Kirtz, who is based at the FTC's Atlanta office, said even well-educated, financially knowledgeable consumers can fall prey to loan-modification and foreclosure-prevention rip-offs because "they are in a very vulnerable state," threatened with the loss of the roof over their head. As a result, they don't ask the questions they should, and they don't look for the clear warning indicators of potential fraud. What telltale signs should tip off financially distressed homeowners?
No. 1: If the company claims to be able to guarantee success in preventing foreclosure, no matter what your financial situation or mortgage details, don't listen further to the marketing pitch. Nobody can guarantee you'll get a loan modification, and nobody can guarantee your lender won't pull the plug and foreclose.
No. 2: Although there is no federal law against collection of upfront fees for loan-modification assistance - unlike so-called "credit repair" operations, where fees are prohibited until services are completed - any company asking for $1,000 to $4,000 in advance should be checked out thoroughly by the homeowner before sending in any money.
"We can't say all advance fees are illegal," said Kirtz. But when the fees are for things like "processing" and "administration" costs, "in most case they're probably bogus."

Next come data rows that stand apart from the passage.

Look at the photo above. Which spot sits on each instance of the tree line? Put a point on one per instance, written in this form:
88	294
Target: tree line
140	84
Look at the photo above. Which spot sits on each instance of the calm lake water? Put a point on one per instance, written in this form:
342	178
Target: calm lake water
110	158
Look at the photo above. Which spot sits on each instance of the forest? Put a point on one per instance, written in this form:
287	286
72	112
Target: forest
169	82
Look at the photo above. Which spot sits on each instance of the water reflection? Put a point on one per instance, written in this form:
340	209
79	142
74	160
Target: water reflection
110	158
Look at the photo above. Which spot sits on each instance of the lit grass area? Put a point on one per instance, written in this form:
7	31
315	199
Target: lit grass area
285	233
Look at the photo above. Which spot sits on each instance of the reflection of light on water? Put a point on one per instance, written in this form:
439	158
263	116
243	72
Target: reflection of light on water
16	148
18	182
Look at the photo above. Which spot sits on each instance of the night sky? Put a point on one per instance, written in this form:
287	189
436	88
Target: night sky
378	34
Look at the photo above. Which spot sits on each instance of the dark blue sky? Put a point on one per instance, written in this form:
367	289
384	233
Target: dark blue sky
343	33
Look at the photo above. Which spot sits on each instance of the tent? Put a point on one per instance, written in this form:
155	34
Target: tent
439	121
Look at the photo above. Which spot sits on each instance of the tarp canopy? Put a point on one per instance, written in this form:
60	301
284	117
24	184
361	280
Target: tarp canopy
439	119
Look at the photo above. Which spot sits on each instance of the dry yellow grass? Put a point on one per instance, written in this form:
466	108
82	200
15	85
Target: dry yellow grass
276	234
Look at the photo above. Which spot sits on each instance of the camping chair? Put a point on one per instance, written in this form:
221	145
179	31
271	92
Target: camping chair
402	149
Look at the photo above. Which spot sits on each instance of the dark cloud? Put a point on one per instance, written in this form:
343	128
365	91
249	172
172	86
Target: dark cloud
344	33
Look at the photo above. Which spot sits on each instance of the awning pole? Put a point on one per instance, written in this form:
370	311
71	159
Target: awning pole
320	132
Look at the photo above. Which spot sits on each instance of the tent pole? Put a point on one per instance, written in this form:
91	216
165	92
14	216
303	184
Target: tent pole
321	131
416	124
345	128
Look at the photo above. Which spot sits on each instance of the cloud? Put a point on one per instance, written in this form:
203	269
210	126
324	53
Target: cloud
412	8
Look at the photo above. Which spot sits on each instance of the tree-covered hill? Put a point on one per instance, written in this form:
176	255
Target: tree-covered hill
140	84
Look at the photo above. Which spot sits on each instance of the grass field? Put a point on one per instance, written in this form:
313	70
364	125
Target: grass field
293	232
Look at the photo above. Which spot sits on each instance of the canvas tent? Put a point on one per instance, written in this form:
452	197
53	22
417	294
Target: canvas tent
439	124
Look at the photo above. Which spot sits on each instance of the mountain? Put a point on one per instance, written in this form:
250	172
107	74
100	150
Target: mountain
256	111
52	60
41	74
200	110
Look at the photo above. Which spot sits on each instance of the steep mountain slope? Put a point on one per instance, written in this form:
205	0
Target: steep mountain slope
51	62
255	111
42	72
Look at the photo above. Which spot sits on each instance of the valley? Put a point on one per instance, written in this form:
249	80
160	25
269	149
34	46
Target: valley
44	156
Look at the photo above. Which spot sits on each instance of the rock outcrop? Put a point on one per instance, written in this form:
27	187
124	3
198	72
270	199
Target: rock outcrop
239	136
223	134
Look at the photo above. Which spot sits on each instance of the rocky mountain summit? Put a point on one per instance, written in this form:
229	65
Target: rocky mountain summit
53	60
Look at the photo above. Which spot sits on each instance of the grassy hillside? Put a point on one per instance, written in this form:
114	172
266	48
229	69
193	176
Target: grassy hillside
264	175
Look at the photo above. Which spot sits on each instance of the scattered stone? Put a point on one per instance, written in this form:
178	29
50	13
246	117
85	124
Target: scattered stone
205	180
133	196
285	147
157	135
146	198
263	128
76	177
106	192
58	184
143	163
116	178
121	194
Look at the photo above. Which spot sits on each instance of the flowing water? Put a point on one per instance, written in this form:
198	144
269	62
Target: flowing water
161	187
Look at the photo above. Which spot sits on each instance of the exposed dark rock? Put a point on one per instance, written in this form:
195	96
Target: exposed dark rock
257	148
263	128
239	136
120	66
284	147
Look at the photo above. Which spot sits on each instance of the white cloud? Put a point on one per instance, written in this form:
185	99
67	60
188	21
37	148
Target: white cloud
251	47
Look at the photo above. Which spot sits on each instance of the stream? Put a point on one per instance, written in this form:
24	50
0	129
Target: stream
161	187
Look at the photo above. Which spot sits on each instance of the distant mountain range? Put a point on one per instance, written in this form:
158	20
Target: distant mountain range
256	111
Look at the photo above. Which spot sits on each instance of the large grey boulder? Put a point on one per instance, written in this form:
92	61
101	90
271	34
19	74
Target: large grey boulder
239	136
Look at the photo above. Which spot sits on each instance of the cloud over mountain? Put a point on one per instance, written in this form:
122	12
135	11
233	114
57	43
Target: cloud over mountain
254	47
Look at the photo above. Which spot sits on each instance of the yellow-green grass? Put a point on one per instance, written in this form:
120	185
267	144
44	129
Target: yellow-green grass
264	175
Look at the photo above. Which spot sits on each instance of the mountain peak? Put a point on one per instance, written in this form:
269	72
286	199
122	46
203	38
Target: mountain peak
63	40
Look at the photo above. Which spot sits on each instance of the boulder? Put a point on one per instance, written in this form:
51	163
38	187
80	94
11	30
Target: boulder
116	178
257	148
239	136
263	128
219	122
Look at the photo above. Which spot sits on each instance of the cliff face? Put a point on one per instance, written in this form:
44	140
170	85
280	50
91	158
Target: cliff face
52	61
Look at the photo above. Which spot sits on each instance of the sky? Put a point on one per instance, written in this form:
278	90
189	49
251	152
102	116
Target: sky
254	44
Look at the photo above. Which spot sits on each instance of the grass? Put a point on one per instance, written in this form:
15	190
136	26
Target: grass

Finally, mortgage-modification companies that claim to have special inside connections allowing them to make your payments directly to your lender - provided you send your monthly checks to the modification company, not to your regular servicer - is almost certainly intent on just one thing: Cashing as many of your checks as possible, pocketing the money, and leaving you unprotected on the conveyor belt heading for foreclosure.